Alpha-Fetoprotein-Producing Lung Hepatoid Adenocarcinoma with Brain Metastasis Treated with S-1.

Lung hepatoid adenocarcinoma (HAC) is a rare primary lung carcinoma pathologically characterized by hepatocellular carcinoma-like tumor cells, the majority of which produce alpha-fetoprotein (AFP). The clinical prognosis of lung HAC is generally poor, and effective therapeutic regimens for inoperable or recurrent cases have not been established.
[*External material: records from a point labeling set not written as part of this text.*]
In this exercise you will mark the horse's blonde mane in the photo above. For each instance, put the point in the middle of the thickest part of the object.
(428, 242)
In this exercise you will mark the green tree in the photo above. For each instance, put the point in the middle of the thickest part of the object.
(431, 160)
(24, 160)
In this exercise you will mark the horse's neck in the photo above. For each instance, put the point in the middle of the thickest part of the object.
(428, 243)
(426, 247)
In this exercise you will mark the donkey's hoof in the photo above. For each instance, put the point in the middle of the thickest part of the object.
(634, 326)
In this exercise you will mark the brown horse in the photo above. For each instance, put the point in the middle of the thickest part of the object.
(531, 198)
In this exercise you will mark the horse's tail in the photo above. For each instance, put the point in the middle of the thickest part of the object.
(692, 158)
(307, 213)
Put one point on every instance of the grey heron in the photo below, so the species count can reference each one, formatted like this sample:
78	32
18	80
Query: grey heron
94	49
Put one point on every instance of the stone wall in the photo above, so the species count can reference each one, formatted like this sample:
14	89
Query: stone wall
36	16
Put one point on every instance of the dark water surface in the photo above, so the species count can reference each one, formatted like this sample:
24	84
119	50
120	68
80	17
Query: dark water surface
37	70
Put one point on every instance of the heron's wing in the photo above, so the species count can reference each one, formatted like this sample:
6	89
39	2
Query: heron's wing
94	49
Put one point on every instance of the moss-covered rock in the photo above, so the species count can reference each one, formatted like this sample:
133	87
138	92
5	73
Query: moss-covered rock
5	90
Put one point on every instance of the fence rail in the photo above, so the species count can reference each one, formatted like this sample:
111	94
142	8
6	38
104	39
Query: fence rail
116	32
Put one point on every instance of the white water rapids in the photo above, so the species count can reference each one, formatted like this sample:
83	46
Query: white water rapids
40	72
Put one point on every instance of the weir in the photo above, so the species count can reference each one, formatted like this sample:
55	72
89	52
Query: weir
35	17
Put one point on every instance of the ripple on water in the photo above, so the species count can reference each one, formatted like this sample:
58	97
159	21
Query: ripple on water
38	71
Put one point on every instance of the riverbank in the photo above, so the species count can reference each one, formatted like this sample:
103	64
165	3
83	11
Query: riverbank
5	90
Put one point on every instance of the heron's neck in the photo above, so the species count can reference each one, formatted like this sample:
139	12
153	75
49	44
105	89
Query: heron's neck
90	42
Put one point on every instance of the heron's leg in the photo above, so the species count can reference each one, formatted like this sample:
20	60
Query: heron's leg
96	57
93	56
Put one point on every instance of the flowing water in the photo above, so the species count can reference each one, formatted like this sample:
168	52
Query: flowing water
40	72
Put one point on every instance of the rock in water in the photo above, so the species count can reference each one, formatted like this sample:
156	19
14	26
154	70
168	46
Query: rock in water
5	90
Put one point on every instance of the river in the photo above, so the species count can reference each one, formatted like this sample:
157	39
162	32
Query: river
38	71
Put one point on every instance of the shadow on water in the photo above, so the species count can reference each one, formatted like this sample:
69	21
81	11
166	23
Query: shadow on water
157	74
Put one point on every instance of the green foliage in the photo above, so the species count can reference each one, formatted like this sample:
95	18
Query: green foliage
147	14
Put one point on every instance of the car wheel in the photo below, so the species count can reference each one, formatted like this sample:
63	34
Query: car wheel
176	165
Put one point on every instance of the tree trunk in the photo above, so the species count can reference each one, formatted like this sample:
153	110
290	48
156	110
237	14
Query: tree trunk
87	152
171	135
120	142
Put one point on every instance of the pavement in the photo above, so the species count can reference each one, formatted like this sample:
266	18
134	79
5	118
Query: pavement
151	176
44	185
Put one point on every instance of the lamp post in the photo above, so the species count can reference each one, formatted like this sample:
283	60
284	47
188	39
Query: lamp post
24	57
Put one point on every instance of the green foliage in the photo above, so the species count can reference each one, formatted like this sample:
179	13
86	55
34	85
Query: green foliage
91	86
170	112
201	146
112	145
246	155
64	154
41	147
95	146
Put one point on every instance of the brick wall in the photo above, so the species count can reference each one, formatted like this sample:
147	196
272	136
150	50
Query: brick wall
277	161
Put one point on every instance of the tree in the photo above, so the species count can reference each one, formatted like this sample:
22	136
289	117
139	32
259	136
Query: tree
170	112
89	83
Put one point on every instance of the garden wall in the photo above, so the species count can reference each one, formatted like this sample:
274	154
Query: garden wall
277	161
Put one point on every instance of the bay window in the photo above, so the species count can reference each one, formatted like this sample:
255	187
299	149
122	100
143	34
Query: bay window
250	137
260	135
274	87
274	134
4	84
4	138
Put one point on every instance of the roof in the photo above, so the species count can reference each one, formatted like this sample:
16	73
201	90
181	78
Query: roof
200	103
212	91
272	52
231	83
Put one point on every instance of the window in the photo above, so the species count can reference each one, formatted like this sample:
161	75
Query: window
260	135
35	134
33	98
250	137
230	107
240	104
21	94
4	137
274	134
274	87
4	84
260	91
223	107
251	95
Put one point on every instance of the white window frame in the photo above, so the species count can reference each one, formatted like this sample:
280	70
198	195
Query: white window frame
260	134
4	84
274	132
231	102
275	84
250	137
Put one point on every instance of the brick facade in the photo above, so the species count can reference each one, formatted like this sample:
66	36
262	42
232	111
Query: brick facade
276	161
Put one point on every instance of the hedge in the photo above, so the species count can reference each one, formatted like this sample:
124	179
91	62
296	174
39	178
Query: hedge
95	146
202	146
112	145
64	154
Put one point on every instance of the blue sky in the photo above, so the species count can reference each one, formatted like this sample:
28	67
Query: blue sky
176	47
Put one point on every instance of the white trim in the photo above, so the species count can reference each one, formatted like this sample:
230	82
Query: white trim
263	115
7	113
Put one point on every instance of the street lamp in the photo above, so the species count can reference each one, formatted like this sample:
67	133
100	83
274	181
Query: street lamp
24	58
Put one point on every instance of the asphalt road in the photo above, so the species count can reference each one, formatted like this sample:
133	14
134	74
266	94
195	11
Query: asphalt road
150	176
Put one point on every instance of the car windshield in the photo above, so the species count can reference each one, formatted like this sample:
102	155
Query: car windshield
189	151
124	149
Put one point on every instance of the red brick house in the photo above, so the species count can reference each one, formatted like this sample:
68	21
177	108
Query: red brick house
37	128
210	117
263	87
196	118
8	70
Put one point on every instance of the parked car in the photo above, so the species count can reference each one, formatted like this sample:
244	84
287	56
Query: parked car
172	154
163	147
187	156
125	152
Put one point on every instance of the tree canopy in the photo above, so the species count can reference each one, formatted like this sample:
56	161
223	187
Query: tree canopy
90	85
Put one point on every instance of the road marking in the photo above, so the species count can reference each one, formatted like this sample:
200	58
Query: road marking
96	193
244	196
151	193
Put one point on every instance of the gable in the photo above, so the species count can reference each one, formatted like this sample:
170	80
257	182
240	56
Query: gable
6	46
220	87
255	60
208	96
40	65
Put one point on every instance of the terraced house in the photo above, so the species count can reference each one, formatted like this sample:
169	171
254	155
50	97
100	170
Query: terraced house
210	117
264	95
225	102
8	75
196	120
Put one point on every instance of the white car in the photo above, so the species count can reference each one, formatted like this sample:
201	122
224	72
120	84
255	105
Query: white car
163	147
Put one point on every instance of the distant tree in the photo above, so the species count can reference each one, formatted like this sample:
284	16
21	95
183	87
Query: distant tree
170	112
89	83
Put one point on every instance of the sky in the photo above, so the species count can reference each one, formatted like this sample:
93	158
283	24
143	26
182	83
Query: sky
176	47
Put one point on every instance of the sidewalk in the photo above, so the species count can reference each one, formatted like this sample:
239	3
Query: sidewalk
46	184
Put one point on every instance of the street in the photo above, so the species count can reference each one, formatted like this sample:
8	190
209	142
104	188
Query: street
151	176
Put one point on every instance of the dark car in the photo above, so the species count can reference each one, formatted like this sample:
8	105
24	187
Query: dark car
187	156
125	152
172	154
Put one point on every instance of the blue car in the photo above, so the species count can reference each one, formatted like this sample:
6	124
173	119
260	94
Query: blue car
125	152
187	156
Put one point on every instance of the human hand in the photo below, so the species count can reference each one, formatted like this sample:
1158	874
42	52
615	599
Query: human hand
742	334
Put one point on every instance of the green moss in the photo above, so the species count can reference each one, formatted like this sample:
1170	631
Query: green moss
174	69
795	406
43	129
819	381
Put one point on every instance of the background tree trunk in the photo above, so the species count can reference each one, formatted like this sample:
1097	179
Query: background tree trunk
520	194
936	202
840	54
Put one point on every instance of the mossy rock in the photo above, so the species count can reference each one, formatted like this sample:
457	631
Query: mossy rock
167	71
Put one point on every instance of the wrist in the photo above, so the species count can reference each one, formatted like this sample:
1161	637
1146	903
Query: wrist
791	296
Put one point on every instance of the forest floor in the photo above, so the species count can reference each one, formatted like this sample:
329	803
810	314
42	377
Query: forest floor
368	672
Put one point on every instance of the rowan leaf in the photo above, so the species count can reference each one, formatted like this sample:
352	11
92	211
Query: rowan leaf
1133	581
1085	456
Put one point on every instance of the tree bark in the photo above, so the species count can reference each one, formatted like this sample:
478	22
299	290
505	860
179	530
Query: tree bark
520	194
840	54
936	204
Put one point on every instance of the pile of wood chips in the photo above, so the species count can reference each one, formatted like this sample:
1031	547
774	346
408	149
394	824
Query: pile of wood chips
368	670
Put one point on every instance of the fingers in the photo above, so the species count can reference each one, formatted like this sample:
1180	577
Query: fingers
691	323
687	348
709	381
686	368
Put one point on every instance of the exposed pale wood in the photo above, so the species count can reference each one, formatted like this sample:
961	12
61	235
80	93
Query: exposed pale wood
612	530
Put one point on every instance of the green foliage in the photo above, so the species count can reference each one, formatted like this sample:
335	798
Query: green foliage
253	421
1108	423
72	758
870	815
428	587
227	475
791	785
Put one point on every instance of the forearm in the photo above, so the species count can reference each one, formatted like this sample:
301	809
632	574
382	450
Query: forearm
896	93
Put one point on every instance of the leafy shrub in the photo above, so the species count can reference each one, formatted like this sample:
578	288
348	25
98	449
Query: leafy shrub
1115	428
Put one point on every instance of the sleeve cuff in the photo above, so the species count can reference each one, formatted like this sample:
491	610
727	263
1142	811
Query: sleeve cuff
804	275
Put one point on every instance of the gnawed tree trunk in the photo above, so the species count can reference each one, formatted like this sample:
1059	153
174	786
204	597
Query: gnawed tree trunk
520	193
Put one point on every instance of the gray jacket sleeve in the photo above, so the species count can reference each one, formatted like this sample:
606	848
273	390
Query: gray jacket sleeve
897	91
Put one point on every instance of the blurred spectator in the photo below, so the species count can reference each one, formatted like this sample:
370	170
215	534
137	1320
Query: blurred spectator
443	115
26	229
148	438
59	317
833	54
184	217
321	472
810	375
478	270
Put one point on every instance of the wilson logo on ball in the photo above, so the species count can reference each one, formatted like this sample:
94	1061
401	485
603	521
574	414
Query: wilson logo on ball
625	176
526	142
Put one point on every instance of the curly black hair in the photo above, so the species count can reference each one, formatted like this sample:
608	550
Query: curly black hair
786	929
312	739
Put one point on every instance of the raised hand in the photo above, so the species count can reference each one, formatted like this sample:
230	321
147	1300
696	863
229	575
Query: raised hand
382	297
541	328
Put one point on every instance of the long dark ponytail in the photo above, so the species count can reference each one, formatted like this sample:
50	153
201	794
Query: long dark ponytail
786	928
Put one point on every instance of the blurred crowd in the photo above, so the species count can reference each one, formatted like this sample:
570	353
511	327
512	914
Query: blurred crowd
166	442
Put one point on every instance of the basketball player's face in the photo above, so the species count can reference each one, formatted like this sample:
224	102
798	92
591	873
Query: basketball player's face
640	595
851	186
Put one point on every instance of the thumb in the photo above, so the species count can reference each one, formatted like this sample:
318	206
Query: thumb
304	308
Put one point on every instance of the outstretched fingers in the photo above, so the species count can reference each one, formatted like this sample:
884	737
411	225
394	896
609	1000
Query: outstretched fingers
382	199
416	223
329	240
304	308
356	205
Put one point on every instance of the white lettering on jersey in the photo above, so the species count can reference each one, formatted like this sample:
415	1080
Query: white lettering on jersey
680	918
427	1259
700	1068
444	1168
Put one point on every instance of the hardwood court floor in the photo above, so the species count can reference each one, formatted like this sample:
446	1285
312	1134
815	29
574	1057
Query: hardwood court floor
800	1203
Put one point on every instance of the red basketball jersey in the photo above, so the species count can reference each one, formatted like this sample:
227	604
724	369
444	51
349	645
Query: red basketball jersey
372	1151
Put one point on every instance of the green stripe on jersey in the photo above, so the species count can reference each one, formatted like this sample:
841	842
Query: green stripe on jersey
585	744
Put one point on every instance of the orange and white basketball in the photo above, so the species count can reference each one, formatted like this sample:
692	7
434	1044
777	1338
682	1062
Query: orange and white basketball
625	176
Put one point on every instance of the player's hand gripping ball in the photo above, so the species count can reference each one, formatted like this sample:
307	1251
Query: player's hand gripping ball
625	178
Here, we report a case of AFP-producing lung HAC with brain metastasis with long-term disease control, treated with the 5-fluorouracil-derived regimen S-1. The patient was a 66-year-old male admitted to the hospital with alexia. Chest X-ray revealed a massive tumor in the left upper lobe, and a head CT scan revealed a metastasis in the left parietal lobe. The laboratory data showed a remarkably elevated AFP level (97,561 ng/mL). Pathological assessment of the resected brain tumor revealed HAC, which was compatible with the lung biopsies. Together with the absence of other metastatic lesions, a final diagnosis of primary lung HAC, stage IV T4N3M1b, was given. The patient first underwent non-small cell lung cancer chemotherapy regimens (carboplatin and paclitaxel as the first line, and pemetrexed as the second line), but had clinical progression. After third-line oral S-1 (tegafur/gimeracil/oteracil) administration, the serum AFP level significantly dropped and the patient achieved long-term disease control without relapse, surviving more than 19 months after disease presentation. The autopsy result was consistent with the diagnosis of primary lung HAC, and immunohistochemical staining was AFP+, glypican 3+, and spalt-like transcription factor 4+. Here, we report the case of a rare primary lung HAC with apparent disease control on S-1 therapy, together with a literature review.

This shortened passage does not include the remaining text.